Seminggu berlalu, Samuel telah kembali dari acara sekolah nya dan David.. Pemuda itu jarang pulang, pemuda itu terkadang hanya pulang sekali dalam dua hari, itupun jika ia ingin.
Sedangkan sekarang Alvin sedang kedatangan tamu, sepasang suami-istri dan seorang anak perempuan yang kini tenggah duduk di depan Alvin.
"Aku datang ke sini ingin menitipkan anak kami" Ujar seorang Pria menggunakan setelan jas rapi, duduk dengan tegab dan menatap Alvin dengan serius.
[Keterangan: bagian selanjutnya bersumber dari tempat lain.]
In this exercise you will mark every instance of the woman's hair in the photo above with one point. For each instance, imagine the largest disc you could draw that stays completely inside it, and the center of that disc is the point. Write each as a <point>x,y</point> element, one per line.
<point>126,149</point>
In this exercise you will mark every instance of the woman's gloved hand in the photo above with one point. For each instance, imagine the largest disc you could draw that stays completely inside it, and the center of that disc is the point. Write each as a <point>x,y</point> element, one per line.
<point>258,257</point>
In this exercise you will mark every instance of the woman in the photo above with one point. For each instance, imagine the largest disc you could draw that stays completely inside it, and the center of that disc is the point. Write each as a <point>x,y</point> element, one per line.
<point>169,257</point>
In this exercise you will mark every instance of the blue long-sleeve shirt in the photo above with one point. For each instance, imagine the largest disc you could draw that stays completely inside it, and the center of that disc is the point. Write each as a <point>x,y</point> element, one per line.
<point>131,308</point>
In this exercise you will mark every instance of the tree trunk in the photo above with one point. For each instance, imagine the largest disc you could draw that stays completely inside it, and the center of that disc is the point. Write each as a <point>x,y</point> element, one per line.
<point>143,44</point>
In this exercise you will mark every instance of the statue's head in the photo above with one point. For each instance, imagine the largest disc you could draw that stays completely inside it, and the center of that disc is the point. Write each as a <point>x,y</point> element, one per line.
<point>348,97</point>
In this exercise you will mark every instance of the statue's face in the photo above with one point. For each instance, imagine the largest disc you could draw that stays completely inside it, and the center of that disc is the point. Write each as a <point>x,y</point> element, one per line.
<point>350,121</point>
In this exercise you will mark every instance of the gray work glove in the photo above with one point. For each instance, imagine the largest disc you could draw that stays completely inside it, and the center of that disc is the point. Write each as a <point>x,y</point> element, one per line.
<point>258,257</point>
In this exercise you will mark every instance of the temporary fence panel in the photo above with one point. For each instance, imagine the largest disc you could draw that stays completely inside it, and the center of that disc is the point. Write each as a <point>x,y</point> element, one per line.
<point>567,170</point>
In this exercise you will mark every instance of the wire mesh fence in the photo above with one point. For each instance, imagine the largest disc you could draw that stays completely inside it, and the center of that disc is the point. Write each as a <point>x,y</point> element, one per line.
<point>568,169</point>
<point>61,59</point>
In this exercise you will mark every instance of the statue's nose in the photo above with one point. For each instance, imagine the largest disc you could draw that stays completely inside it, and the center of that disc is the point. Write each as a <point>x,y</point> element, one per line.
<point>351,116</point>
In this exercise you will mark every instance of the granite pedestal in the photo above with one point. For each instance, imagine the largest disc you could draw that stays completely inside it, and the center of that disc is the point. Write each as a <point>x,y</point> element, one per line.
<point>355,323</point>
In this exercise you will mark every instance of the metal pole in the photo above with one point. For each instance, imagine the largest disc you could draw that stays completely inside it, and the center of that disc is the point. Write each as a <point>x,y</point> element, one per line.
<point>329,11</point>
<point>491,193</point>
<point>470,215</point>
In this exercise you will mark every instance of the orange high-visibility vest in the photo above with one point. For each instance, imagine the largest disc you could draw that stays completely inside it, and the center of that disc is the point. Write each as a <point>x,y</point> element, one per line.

Alvin menatap binggung Pria yang ada di depannya, memang Pria itu adalah saudara Alvino tapi.. Ada alasan apa pria beserta istrinya itu menitipkan anaknya?
"Emhh, ada apa? Kenapa kau menitipkan anakmu padaku?" Tanya Alvin dirinya menatap sepasang Suami-istri yang kini tenggah saling tatap.
Lantas sang pria menghela afas dan kembali menatap Alvin. "Aku dan istri ku akan pergi ke Amerika karena ada pekerjaan yang mengharuskan ku untuk mengajak Tiara.. Sedangkan aku tak bisa mengajak anakku 'Sania, karena ia akan melaksanakan ujian. Kau tau sendiri kalau sekarang Sania baru kelas 9 yang artinya sebentar lagi akan melakukan ujian untuk kelulusan"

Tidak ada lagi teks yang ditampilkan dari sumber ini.